De ce qui résulte de l’article précité, c’est le gouvernement qui définit et met en œuvre la politique de la Nation, toute la politique donc, y compris et surtout, la politique de développement de la Nation. Pour quelle raison créer une institution supplémentaire alors que le premier ministre chef du gouvernement dispose de l’administration avec toutes ses ressources humaines et en plus, il peut nommer aux emplois civils ? Ne peut-il pas choisir des compétences pour ses ministères ou pour d’autres niveaux de l’administration à la place de création d’autres institutions ?  Pour éviter d’être très long, je ne m’étends pas sur le cas de la Commission nationale de l’éducation civique et des Droits de l’Homme dont les compétences peuvent être reparties entre le ministère de l’éducation nationale pour le volet éducation civique et le ministère de la justice et des droits de l’Homme pour le volet protection et promotion des Droits de l’Homme.     En résumé, cet Avant-projet constitutionnel n’apporte rien d’extraordinaire.

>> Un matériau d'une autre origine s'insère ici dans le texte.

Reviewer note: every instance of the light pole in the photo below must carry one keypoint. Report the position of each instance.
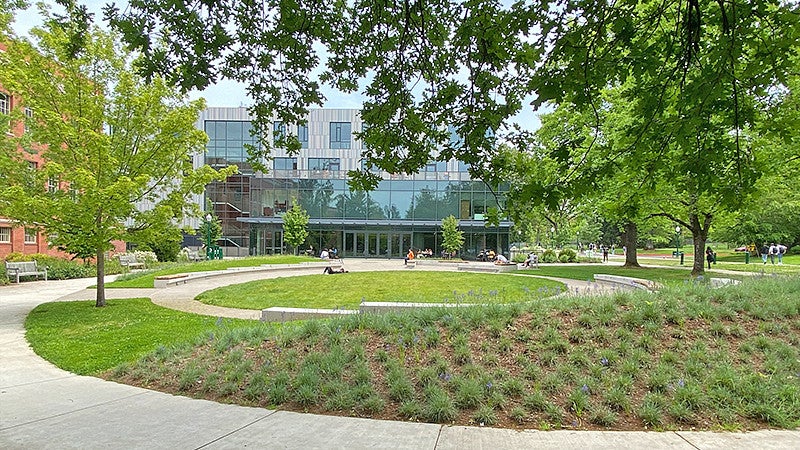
(208, 236)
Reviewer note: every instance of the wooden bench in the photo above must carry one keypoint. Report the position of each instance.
(195, 256)
(25, 269)
(130, 262)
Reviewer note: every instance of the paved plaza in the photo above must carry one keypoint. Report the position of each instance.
(43, 407)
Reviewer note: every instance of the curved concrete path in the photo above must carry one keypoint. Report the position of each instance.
(43, 407)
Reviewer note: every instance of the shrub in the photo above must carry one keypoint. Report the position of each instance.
(567, 255)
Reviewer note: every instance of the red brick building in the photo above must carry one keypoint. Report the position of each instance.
(14, 238)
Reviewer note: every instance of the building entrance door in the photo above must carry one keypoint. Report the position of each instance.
(269, 242)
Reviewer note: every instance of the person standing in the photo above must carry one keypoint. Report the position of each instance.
(710, 257)
(781, 251)
(773, 251)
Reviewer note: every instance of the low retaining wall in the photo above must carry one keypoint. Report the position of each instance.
(281, 314)
(490, 268)
(183, 278)
(636, 283)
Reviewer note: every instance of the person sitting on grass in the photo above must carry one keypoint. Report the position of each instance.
(532, 258)
(409, 256)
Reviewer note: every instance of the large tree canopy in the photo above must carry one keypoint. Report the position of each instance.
(109, 141)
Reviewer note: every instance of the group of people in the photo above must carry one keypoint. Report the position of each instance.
(602, 249)
(773, 251)
(333, 253)
(531, 260)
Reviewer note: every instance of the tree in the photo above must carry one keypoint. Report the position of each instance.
(295, 226)
(452, 237)
(109, 140)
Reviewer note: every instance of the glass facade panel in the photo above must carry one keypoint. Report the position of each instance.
(341, 134)
(302, 135)
(284, 164)
(404, 210)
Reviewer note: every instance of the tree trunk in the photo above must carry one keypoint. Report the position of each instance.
(629, 239)
(699, 238)
(101, 276)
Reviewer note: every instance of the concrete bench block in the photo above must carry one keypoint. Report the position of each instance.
(283, 314)
(381, 307)
(636, 283)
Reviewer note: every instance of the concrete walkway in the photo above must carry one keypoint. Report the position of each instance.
(43, 407)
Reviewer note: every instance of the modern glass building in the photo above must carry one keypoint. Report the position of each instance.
(405, 211)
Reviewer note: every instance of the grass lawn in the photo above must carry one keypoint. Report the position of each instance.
(347, 290)
(687, 357)
(144, 279)
(586, 272)
(80, 338)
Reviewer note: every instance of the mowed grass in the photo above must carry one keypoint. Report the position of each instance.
(349, 289)
(145, 278)
(686, 358)
(83, 339)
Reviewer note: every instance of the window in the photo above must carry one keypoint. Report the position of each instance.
(369, 167)
(340, 134)
(323, 163)
(28, 119)
(436, 166)
(278, 131)
(5, 103)
(302, 135)
(5, 235)
(284, 164)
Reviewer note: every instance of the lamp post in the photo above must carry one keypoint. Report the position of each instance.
(208, 236)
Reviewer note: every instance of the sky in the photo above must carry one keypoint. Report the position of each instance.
(228, 93)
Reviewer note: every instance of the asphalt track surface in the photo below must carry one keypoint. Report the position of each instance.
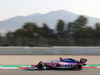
(86, 71)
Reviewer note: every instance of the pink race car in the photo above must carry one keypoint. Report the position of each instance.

Même la candidature indépendante qu’il prévoit est un appât pour attirer le soutien des défenseurs de cette idée pendant cette période difficile pour le président de la junte qui a décidé de violer son engagement de ne pas se porter candidat aux différentes élections nationales. Vous le verrez le moment venu, les candidatures seront conditionnées au paiement de caution suffisamment élevée qu’elle dissuadera plus d’un. Cette technique consiste à créer ce qui parait être un avantage pour les besoins d’une cause, puis après, mettre en œuvre des conditions insurmontables pour la grande majorité pour en bénéficier. Si l’idée est louable, l’intention ne l’est absolument pas.  
Ne soyons pas dupes. Les deux principaux objectifs de ce projet constitutionnel consistent à éliminer les leaders politiques ayant une assise forte sur l’ensemble du territoire national en fixant un âge butoir (80 ans) pour la candidature à la présidence de la République d’une part, et d’autre part, de permettre au président de la junte de violer son engagement de ne pas se porter candidat aux différentes élections nationales jusqu’à la fin de la transition en ne reprenant pas l’article 46 de la Charte de la Transition dans la nouvelle constitution. 
Le peuple de Guinée a le droit de résister, il doit résister car la résistance à l’oppression telle que pratiquée par le CNRD est un droit naturel, inaliénable et imprescriptible.